To characterize the growth profiles of the films, spectrophotometry and profilometry were used. The film thickness in relation to layer pair number was measured using a profilometer (KLA Tencor D-500). The profilometer was also used to determine the root-mean-square (RMS) roughness (R_q). Quartz crystal microbalance (QCM; Inficon MAXTEK) was used to confirm film growth by recording the frequency change for every LP then using the Sauerbrey equation to obtain the mass deposited. Surveying the films assembled on the glass slides with a UV–Vis–NIR spectrophotometer (Shimadzu SolidSpec-3700 UV–vis–NIR, Hitachi U-4100 UV–Vis-NIR), absorbance and reflectance were measured. Along with confirming growth, measuring absorbance also allowed for a glimpse into the optical response of the heterostructures. The reflectance spectra also quantified optical performance.

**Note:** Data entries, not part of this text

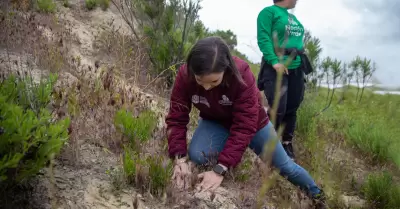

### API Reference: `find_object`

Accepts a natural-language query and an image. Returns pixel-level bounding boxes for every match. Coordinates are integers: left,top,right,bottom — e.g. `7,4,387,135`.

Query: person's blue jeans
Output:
189,120,321,196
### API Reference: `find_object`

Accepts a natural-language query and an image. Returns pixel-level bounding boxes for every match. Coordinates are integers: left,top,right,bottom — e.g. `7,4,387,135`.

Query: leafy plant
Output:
0,75,70,183
85,0,98,10
37,0,56,13
114,109,156,150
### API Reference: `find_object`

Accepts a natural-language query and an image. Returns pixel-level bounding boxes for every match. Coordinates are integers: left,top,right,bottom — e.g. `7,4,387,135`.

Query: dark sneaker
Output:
282,142,295,160
312,190,329,209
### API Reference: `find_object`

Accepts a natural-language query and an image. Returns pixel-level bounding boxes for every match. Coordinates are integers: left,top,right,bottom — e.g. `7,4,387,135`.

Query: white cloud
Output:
199,0,400,85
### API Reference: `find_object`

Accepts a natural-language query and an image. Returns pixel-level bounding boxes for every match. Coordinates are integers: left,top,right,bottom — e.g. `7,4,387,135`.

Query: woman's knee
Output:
189,150,206,165
274,160,298,177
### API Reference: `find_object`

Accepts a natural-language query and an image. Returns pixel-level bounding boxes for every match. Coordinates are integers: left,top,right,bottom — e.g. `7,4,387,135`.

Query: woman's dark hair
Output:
186,36,244,85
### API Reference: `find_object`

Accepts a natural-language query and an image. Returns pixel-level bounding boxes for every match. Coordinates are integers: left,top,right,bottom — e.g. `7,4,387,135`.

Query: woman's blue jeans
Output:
189,120,320,196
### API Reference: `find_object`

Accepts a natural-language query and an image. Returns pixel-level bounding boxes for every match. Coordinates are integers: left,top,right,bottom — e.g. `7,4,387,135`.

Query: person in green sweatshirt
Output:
257,0,312,159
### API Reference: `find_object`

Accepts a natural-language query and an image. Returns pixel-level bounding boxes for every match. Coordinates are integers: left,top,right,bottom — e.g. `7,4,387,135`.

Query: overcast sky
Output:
199,0,400,86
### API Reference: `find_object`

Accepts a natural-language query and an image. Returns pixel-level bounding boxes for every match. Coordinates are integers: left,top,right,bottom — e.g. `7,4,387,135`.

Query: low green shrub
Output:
0,75,70,184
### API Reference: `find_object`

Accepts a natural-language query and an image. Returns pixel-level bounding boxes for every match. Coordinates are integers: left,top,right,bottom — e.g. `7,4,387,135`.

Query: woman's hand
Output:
172,158,192,189
272,63,289,75
196,171,224,192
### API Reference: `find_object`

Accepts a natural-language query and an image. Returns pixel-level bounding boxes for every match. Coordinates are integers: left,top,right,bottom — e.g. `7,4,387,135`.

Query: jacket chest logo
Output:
218,95,233,105
192,95,210,107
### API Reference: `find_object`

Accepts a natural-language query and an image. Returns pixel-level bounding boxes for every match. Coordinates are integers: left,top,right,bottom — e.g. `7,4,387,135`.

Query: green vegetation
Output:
363,172,400,209
36,0,56,13
85,0,98,10
0,0,400,208
0,75,70,185
115,109,172,196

Film sets were mapped within the CIE 1931 color space. To create the chromaticity plot, a representative pixel within digital images of the films was selected and translated into CIE (x, y, Y) coordinates, then plotted in the color space.

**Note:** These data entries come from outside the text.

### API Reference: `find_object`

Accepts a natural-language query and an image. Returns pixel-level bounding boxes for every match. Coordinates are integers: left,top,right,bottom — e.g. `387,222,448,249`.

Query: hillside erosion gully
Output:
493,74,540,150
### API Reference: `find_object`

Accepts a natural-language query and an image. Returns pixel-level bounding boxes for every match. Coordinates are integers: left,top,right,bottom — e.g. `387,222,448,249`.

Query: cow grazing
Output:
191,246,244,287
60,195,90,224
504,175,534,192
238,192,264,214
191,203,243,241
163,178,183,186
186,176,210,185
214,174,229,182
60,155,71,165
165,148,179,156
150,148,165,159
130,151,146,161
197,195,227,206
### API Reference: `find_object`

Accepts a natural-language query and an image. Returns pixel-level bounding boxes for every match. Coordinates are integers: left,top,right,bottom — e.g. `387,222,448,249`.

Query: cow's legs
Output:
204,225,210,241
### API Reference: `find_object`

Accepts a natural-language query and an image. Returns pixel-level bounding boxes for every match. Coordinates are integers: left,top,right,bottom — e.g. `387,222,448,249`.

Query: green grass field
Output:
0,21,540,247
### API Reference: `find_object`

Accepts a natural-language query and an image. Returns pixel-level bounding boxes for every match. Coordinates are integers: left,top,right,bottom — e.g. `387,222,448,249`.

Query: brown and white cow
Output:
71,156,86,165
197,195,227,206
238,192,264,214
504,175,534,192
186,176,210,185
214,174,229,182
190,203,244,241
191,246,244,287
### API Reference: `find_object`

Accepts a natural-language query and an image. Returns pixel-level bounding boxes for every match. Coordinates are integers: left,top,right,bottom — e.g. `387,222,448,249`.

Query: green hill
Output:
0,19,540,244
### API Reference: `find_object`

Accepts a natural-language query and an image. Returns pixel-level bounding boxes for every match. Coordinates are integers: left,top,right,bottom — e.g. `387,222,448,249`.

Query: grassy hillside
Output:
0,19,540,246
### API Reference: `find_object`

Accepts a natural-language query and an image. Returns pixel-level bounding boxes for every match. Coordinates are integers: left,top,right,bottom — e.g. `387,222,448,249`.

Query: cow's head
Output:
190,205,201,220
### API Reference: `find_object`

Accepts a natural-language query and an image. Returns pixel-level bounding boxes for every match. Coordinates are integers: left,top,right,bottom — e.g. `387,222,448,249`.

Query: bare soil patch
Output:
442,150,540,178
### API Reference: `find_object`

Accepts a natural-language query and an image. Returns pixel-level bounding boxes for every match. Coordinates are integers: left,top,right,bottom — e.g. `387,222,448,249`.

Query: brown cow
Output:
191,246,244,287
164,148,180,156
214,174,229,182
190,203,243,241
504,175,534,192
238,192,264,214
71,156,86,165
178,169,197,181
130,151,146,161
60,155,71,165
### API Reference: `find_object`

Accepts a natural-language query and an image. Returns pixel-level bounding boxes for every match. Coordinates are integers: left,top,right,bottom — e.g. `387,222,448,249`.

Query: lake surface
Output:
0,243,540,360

Spectroscopic ellipsometry (Nanofilm EP³ ellipsometer) was utilized to collect optical dispersion data to derive the optical constants of the two blocks (A and B) on single-side polished Si wafers. The Si wafers had a native oxide of ~2 nm in thickness. Analysis using CompleteEASE v6.55 (J.A. Woollam) was performed to gather refractive indices and extinction coefficients from the optical dispersion data. OpenFilters software was used to create a multilayer one-dimensional model of the heterostructures using the derived optical constants.

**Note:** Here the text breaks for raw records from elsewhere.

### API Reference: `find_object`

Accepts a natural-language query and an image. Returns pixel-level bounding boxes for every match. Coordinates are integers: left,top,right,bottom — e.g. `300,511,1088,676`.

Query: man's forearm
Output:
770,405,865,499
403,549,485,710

Scanning electron microscopy (SEM; JEOL JSM-7500F) was also used to examine the morphologies of the different heterostructures. Si substrates of the completed films were scored and placed into liquid nitrogen for 1 min, then removed and fractured along the score line. This process allows for a clean break for the best view of the heterostructure’s cross section. Before mounting the sample, it was sputter coated until a thickness of 5 nm was achieved to reduce film charging.

Transmission electron microscopy (TEM; Thermo Fisher Titan Themis Z 300) was used to view the cross-sectional morphology of the heterostructure. TEM samples were prepared using a Tescan LYRA-3 Model GMH dual-beam focused ion beam (FIB) system. The ion (Ga⁺) beam operated at 30 kV with a beam current ranging from 12 nA down to 70 pA. The TEM lamella preparation consists of 4 steps: 1. Pt deposition of a protection layer on the area of interest; 2. Milling symmetrical trenches around the lamella and U cut; 3. Lift out using the nanomanipulator and attached to TEM grid; 4. Final thinning and cleaning. TEM observation was conducted in an aberration-corrected transmission electron microscope at 300 kV. The composition of the sample was analyzed using a Super-X EDS in the STEM mode. The camera length in the STEM mode was 115 mm.

An atomic force microscope (AFM; Bruker Dimension Icon AFM) inspected the surface morphologies of the heterostructures. Both block A and B were examined as the terminating block, leaving the MXene layer on top in block A and the PSS layer on top in block B. Each film was created on a Si substrate.